Most real world data sets consist of data vectors whose individual components are not statistically independent, that is, they are redundant in the statistical sense. Then it is desirable to create a factorial code of the data, i. e., a new vectorvalued representation of each data vector such that it gets uniquely encoded by the resulting code vector (lossfree coding), but the code components are statistically independent.
Later supervised learning usually works much better when the raw input data is first translated into such a factorial code. For example, suppose the final goal is to classify images with highly redundant pixels. A naive Bayes classifier will assume the pixels are statistically independent random variables and therefore fail to produce good results. If the data are first encoded in a factorial way, however, then the naive Bayes classifier will achieve its optimal performance (compare Schmidhuber et al. 1996).
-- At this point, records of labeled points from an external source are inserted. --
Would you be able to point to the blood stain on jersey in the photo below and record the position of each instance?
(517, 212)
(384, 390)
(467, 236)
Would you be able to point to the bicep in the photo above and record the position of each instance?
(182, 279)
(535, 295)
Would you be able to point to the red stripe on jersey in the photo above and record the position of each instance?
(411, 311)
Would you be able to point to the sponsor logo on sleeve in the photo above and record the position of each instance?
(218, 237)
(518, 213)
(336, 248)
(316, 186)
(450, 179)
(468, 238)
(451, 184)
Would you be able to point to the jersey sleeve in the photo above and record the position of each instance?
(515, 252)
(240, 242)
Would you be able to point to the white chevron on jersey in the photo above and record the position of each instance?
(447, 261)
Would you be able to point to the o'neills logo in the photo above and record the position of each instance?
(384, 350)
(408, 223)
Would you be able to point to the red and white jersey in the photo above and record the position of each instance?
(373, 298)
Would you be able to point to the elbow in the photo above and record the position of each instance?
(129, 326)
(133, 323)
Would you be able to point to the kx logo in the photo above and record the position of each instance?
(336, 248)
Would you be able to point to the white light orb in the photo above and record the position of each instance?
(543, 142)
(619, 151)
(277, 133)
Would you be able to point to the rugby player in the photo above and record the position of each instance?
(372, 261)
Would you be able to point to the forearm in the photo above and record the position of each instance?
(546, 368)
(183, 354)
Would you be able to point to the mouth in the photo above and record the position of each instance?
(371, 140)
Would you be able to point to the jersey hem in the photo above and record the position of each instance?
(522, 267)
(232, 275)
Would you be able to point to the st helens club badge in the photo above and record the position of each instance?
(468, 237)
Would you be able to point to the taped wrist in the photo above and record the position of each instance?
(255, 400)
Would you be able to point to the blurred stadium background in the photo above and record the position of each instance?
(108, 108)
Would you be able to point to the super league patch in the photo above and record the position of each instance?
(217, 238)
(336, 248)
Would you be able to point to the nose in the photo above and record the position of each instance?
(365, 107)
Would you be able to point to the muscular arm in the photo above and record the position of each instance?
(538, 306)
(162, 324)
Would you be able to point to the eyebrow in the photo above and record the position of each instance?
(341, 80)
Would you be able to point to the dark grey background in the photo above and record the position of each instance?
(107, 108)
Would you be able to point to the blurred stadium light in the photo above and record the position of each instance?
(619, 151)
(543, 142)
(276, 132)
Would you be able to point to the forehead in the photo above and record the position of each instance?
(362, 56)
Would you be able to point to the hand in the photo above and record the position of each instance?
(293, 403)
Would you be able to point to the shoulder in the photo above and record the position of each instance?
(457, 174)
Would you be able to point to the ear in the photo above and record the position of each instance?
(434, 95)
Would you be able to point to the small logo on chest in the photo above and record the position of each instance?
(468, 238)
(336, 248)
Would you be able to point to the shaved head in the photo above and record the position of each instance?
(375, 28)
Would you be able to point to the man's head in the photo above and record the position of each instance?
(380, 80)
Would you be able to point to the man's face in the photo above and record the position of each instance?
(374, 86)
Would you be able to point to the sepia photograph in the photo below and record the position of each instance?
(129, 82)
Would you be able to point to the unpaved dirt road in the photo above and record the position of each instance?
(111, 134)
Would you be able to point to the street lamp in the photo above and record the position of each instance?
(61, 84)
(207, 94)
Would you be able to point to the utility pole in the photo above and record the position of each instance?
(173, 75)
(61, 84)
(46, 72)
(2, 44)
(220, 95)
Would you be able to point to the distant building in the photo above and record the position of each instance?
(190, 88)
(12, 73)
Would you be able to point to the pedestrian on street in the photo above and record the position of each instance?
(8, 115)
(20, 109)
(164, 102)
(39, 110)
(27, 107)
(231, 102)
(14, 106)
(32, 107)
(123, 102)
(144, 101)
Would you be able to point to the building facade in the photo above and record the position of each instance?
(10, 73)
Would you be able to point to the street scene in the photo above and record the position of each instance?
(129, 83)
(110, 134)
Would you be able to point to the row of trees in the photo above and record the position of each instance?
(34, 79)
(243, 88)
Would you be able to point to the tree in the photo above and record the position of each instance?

To create factorial codes, Horace Barlow and coworkers suggested to minimize the sum of the bit entropies of the code components of binary codes (1989). Jürgen Schmidhuber (1992) reformulated the problem in terms of predictors and binary feature detectors, each receiving the raw data as an input. For each detector there is a predictor that sees the other detectors and learns to predict the output of its own detector in response to the various input vectors or images. But each detector uses a machine learning algorithm to become as unpredictable as possible. The global optimum of this objective function corresponds to a factorial code represented in a distributed fashion across the outputs of the feature detectors.